GSD Type 3

Also known as Debrancher enzyme deficiency; Cori disease; Forbes disease

Defect: Deficiency of glycogen debrancher enzyme causing abnormal accumulation of glycogen in affected tissues.

• Type IIIa – generalized defect involving both liver and muscle. Accounts for 85% of patients
• Type IIIb – defect is limited to liver only.

Cause: Mutation in the debrancher gene, which is localized to chromosome 1p21.

Incidence: Approximately 1 in 100,000 live births.

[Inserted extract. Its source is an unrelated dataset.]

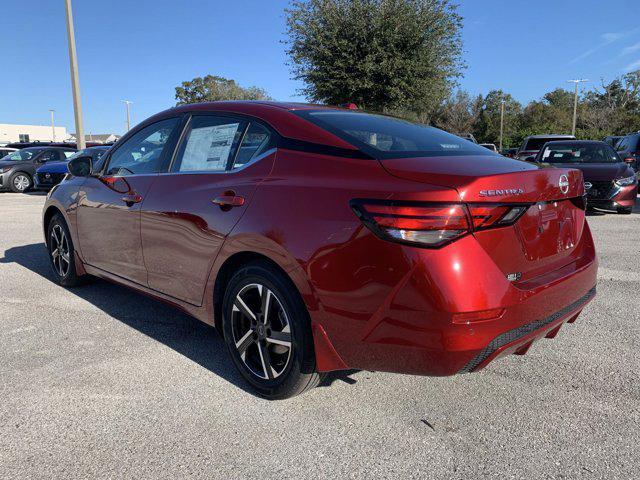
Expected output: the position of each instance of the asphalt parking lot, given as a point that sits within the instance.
(99, 381)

Signs & symptoms – depend on tissue involvement

• Patients with liver involvement may be indistinguishable in infancy from GSD I, and typically have enlarged liver and ketotic hypoglycemia however hypoglycemia improves with age.
• Variable myopathy can occur, which is minimal in childhood, but can become prominent in adulthood.
• Associated laboratory studies include profound elevation of serum transaminases (often worse than GSD I),
• Elevated creatine kinase and hyperlipidemia.
• Long term complications include short stature, idiopathic hypertrophic cardiomyopathy (enlarged weakened heart muscle) and hepatic adenomas (liver tumors).

Diagnosis

• Fasting studies resulting in ketotic hypoglycemia (high ketones, high glucose) without the hyperlacticacidemia (high lactic acid).
• No blood sugar response to glucagon during fasting but blood sugar rises after a carbohydrate-rich meal.
• Liver and muscle biopsy

Treatment Standard Therapy – Continuous glucose delivery like GSD I. After infancy, uncooked cornstarch given every 6 hours will maintain normal blood sugar level, improve growth and improve laboratory abnormalities. Patients do not need to restrict fructose or galactose. A high protein may be beneficial.